Et il se tourne vers Mathias : "Je t'aurais récompensé par ma
bénédiction. Maintenant je peux ajouter un peu d'argent pour les dépenses que
tu as faites..."
"Non, Seigneur Jésus... Je ne veux pas. Je l'ai fait de bon cœur. Et
maintenant, maintenant, je le fais pour servir le Seigneur. Le Seigneur ne
paie pas. Il n'y est pas tenu. C'est moi qui ai reçu, pas Toi !
Oh ! ce jour ! Son souvenir durera pour moi jusqu'à l'autre
vie !"
"Tu as bien parlé. Ta miséricorde envers les pèlerins, tu la trouveras
inscrite dans le Ciel, et de même ta promptitude à croire... Dès que le temps
va s'éclaircir un peu, je vais te quitter. Eux pourraient revenir. Insistants
tant que le miracle les secoue, et puis... engourdis comme auparavant, ou
ennemis. Je m'en vais. Jusqu'à présent je suis resté pour essayer de les
convertir. Maintenant je viens et je passe, sans m'arrêter. Je vais vers mon
destin qui me presse. Dieu et l'homme m'éperonnent, et je ne puis m'arrêter.
L'amour m'aiguillonne et la haine m'aiguillonne. Celui qui m'aime peut me
suivre. Mais le Maître ne court plus après les brebis récalcitrantes."

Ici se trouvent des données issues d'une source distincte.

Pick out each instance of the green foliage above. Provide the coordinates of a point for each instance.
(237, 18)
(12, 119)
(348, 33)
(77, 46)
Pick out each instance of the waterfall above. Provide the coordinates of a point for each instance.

"Ils ne t'aiment pas, Maître divin ?" demande Mathias.
"Ils ne me comprennent pas."
"Ils sont méchants."
"Ils sont appesantis par les concupiscences."
L'homme n'ose plus être en confiance comme avant. Il semble être devant un
autel. Jésus, au contraire, maintenant qu'il n'est plus l'Inconnu, est moins
réservé, et il parle au vieil homme comme à un parent.